Boeing Presses Airbus to Open Its Books

Associated Press
09.24.2004

The chief executive of Boeing Co. said Friday that competitor Airbus' books should be open to inspection, keeping up his lobbying of European leaders over subsidies and loans for the European aircraft consortium in a meeting with German Chancellor Gerhard Schroeder.

Boeing CEO Harry Stonecipher said he and Schroeder "spoke frankly together" about concerns he has also expressed to British and French leaders during his European trip: that Airbus is using government loans to cover as much as a third of the company's costs of developing new aircraft.

"Airbus is very successful, they really don't need these loans," Stonecipher said. "They can go to the bank and borrow money like we do."

He said that he and Schroeder both agreed that the matter was something for governments, rather than Boeing and Airbus to work out.

"I didn't find anyone in any of my meetings ... that disagreed with the idea that we need to resolve this thing and that the people to resolve it are the government officials charged with the responsibility," he said.

Stonecipher suggested that the best way to solve the long-simmering trade dispute between the United States and the European Union would be for both companies to fully open their books to inspection.

He defended a $3.2 billion incentive package that Washington offered Boeing last year, saying that it was different from upfront funding for launching new aircraft, and questioned how many tax incentives Airbus, based in Toulouse, France, had received.

"Transparency can solve the whole thing," he said. "If you have full transparency everybody can look at it and decide how it is - it ought to be an equal playing ground for everybody."

The United States and the European Union agreed in 1992 on a deal that limited subsidies for the world's two largest aircraft manufacturers to 33 percent of the production costs for new models.

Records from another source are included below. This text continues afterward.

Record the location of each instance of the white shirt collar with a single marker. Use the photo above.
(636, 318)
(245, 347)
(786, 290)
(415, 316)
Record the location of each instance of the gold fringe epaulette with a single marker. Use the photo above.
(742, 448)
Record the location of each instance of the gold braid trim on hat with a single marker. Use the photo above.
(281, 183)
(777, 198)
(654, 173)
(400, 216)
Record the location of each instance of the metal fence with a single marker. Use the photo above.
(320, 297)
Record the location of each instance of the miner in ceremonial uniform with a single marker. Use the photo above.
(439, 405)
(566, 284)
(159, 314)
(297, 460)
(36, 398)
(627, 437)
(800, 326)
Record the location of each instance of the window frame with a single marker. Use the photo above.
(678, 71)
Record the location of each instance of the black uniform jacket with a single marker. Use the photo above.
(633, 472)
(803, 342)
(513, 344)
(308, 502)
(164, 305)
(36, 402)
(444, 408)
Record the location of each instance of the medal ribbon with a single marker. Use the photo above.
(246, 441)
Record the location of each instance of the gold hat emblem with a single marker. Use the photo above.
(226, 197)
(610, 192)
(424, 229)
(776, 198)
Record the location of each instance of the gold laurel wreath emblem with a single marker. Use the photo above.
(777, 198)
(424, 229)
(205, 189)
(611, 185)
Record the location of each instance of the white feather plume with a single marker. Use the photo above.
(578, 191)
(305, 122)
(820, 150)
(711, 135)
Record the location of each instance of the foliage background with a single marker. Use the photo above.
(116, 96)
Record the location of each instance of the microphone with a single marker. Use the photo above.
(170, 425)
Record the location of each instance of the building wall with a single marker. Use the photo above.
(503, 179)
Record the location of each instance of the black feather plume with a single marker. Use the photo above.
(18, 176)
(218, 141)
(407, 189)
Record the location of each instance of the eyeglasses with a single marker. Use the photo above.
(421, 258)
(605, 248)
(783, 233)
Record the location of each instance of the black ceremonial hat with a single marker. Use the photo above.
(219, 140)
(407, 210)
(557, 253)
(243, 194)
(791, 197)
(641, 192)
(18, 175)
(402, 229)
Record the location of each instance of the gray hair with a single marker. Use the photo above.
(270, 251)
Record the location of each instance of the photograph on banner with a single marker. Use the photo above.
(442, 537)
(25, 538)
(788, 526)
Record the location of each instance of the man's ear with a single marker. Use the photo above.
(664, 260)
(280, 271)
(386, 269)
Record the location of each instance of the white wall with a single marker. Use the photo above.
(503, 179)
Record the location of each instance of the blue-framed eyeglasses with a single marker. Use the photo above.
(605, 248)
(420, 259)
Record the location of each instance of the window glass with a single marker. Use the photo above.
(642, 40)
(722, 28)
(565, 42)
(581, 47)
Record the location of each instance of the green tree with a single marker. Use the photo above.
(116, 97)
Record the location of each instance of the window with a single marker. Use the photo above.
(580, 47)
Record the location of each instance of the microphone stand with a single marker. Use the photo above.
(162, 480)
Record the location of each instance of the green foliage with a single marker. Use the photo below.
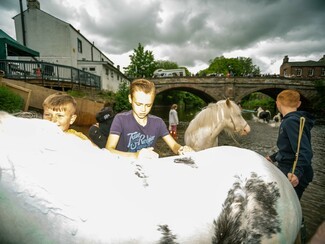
(258, 99)
(166, 64)
(239, 66)
(319, 102)
(121, 101)
(142, 63)
(10, 101)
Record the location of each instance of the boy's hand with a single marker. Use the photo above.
(184, 149)
(293, 179)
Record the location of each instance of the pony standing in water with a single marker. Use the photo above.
(203, 130)
(264, 115)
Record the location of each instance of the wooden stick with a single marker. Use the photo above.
(301, 129)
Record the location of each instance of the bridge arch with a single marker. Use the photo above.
(212, 89)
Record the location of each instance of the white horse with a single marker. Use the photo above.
(203, 130)
(56, 188)
(263, 115)
(277, 118)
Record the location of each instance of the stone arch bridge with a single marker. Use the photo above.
(212, 89)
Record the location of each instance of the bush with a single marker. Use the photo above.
(10, 101)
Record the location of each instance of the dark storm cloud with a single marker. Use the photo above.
(190, 32)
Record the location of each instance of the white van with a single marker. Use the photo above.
(169, 72)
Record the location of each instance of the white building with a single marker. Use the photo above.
(59, 42)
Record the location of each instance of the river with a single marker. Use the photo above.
(262, 139)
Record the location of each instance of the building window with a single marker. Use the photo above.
(298, 72)
(79, 45)
(323, 72)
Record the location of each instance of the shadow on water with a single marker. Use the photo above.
(262, 139)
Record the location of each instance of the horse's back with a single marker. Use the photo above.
(60, 189)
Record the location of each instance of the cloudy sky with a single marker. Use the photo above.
(192, 32)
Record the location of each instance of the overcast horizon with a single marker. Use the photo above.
(193, 32)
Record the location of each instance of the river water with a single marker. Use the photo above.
(262, 139)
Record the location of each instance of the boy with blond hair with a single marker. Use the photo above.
(288, 101)
(60, 108)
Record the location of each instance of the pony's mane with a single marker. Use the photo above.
(213, 113)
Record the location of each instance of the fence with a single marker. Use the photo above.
(48, 74)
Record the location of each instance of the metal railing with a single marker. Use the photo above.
(44, 73)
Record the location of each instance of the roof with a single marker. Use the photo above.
(307, 64)
(10, 47)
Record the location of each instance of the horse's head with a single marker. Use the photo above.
(204, 129)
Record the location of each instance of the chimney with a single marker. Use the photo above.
(33, 4)
(286, 59)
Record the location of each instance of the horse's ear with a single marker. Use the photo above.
(228, 102)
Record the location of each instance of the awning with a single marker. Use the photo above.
(10, 47)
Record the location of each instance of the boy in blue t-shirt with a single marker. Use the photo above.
(135, 133)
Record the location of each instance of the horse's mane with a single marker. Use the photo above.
(212, 114)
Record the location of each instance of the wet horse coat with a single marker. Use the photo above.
(203, 130)
(264, 115)
(57, 188)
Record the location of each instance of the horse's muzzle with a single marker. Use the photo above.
(246, 130)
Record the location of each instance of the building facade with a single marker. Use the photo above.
(306, 69)
(60, 43)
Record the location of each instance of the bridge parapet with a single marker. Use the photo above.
(212, 89)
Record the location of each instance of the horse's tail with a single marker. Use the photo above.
(247, 198)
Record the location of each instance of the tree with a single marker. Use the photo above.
(142, 63)
(121, 101)
(166, 64)
(239, 66)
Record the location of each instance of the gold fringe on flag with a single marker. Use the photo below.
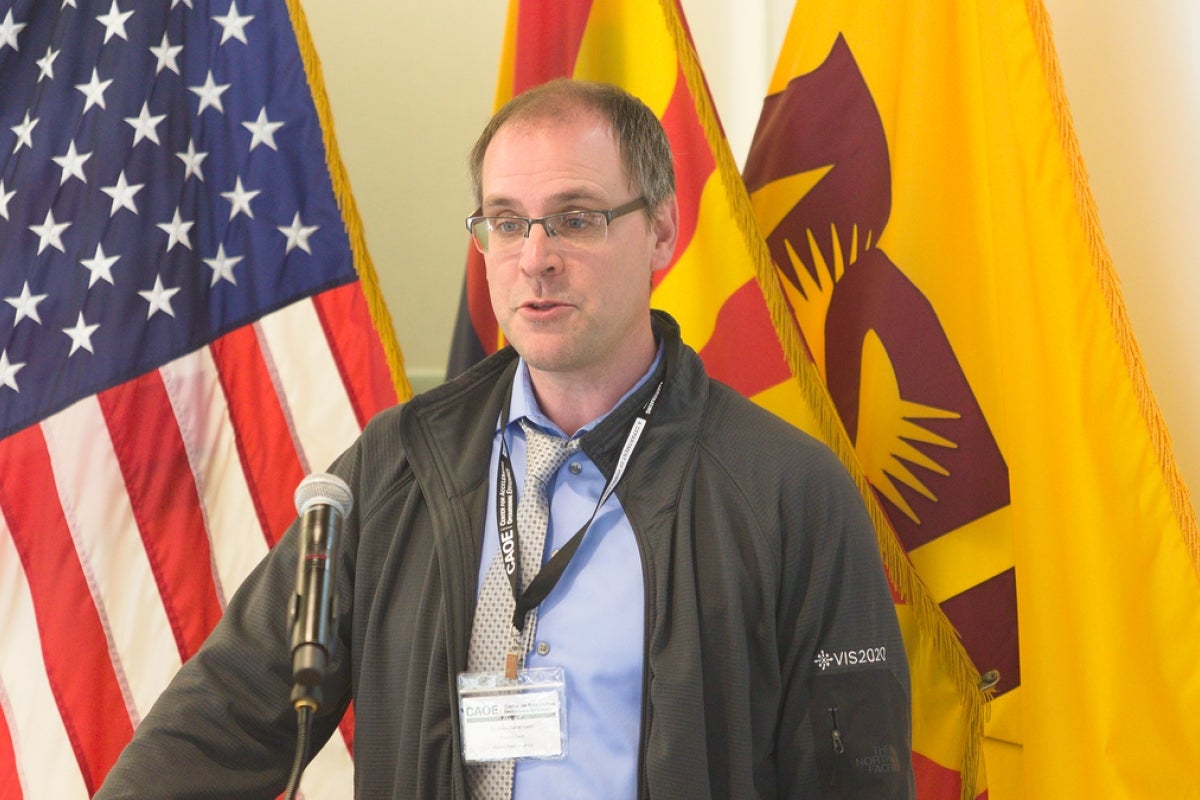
(1109, 282)
(381, 317)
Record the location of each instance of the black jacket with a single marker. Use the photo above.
(774, 665)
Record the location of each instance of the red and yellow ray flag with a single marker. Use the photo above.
(918, 181)
(711, 287)
(715, 288)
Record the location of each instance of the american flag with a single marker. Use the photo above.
(184, 335)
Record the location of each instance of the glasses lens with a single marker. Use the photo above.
(499, 233)
(579, 227)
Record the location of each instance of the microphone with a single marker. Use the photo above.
(323, 501)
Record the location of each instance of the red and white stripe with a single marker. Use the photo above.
(129, 518)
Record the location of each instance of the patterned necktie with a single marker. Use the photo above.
(492, 630)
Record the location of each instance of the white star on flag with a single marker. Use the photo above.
(123, 194)
(100, 266)
(239, 198)
(4, 199)
(222, 266)
(24, 132)
(177, 232)
(46, 64)
(192, 161)
(81, 335)
(49, 233)
(25, 305)
(9, 31)
(72, 164)
(209, 94)
(114, 22)
(145, 126)
(9, 371)
(298, 234)
(234, 25)
(159, 299)
(263, 131)
(166, 54)
(94, 90)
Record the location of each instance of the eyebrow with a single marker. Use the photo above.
(555, 200)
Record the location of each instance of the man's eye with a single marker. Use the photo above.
(508, 227)
(579, 222)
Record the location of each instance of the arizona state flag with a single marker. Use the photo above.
(917, 178)
(711, 287)
(715, 289)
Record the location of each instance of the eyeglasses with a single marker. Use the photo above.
(580, 228)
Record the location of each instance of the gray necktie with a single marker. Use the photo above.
(492, 630)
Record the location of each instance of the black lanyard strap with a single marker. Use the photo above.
(510, 537)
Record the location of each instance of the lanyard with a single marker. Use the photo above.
(510, 537)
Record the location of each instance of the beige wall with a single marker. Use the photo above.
(412, 83)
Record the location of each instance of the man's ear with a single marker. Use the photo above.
(665, 228)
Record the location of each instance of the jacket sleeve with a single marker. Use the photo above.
(846, 714)
(225, 726)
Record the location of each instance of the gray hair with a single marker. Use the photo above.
(641, 142)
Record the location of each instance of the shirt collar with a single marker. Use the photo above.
(525, 404)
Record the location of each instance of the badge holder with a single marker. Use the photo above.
(519, 719)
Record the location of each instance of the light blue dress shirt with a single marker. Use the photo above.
(592, 624)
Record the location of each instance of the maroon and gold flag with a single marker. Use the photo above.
(714, 288)
(917, 179)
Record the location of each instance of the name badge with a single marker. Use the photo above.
(520, 719)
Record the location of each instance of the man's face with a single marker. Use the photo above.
(579, 311)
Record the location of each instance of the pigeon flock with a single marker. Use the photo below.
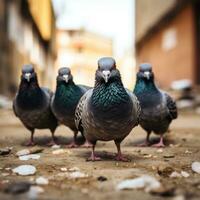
(106, 112)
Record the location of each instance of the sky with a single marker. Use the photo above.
(111, 18)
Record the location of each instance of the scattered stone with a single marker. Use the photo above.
(147, 182)
(34, 192)
(17, 188)
(77, 175)
(84, 191)
(74, 169)
(168, 156)
(63, 169)
(55, 146)
(29, 157)
(25, 170)
(5, 151)
(175, 175)
(188, 152)
(61, 151)
(160, 150)
(42, 181)
(179, 175)
(73, 175)
(102, 178)
(147, 156)
(196, 167)
(185, 174)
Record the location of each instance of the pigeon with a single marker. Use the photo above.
(65, 100)
(32, 104)
(158, 109)
(108, 111)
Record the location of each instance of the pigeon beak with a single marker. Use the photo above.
(147, 75)
(66, 78)
(106, 75)
(27, 76)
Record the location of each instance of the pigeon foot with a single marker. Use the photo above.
(72, 145)
(86, 144)
(93, 158)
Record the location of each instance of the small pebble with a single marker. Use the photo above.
(102, 178)
(175, 175)
(25, 170)
(29, 157)
(160, 150)
(185, 174)
(42, 181)
(55, 146)
(17, 188)
(5, 151)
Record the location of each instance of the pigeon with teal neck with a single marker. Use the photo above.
(32, 104)
(158, 109)
(65, 100)
(109, 111)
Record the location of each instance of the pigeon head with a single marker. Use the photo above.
(64, 75)
(145, 72)
(107, 71)
(28, 73)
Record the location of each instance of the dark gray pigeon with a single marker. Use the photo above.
(32, 104)
(158, 109)
(109, 111)
(65, 100)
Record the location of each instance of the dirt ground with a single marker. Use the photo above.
(183, 147)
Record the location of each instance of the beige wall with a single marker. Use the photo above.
(176, 62)
(148, 12)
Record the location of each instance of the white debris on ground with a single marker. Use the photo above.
(25, 170)
(34, 192)
(196, 167)
(72, 173)
(30, 156)
(42, 181)
(147, 182)
(179, 175)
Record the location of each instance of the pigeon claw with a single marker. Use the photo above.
(93, 158)
(158, 145)
(72, 145)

Washington now says the deal should be renegotiated, since Airbus has steadily taken market share from Boeing, which has cut 40,000 jobs over the last three years.

Following his meetings in Berlin, Stonecipher was heading to Munich to meet with the head of electronics giant Siemens, with which Boeing partnered recently to install 438 new high-tech explosives detectors in U.S. airports.

Stonecipher said he was hoping to be able to forge an agreement to continue close work with Siemens in developing other aircraft-related technologies.

"The easiest way in the world to drive costs down is to do things differently," he said.